What are the symptoms of basal cell carcinoma?

Basal cell carcinoma symptoms can vary, so if you have any signs or symptoms, especially those that may last longer than two weeks, it’s important to get screened. Having signs or symptoms does not necessarily mean you have basal cell carcinoma, but if you are diagnosed with the disease and it is detected early, it is highly treatable and curable.

One of the signs of basal cell carcinoma is a sore that does not heal. The ABCDE rule is a common tool physicians and patients can use to assess physical changes to a bump or lesion’s symmetry, border, color, diameter and evolving appearance. If you notice any change in the appearance of your skin, check with your primary care doctor or dermatologist.

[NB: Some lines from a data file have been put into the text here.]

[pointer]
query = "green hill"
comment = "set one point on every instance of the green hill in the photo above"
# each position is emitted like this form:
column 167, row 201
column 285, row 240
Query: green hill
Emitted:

Other basal cell carcinoma signs include:

  • A bump that is raised, smooth, shiny and pearly
  • A mark on the skin that is firm, similar to a scar, and is white, yellow or waxy
  • A bump that is raised and red or reddish-brown
  • A patch of skin that is scaly, bleeding or crusty

Our internationally recognized experts also recommend performing monthly skin self-checks. It’s important to know your skin, and if you notice any unusual changes, talk with your primary care doctor or dermatologist.

How is basal cell carcinoma diagnosed?

At Miami Cancer Institute, our internationally recognized skin cancer specialists work together to provide you with the most advanced screenings and comprehensive diagnostics available today – all in one place.

Our goal is to diagnose and treat skin cancers in the earliest stages when they often can be cured in a comfortable, state-of-the-art outpatient setting.

When you’re screened at The Skin Cancer Clinic, our experts use a variety of personalized tests depending on what’s right for you. This can include:

  • Dermoscopy to get a magnified look at skin lesions and their structures to determine if further evaluation may be necessary  
  • Biopsy to examine tumor tissues to determine the specific kind of cancer present
  • Reflectance Confocal Microscopy (RCM) to create a radiation-free image of the skin lesion that is similar to a microscopic image obtained by a pathologist in a lab
  • Optical Coherence Tomography (OCT) to capture a 3D image of a skin lesion and its thickness using a light beam that reflects and collects light from the surface to form the image.  

We offer convenient, same-day appointments to design and deliver a personalized, comprehensive care plan for each skin patient.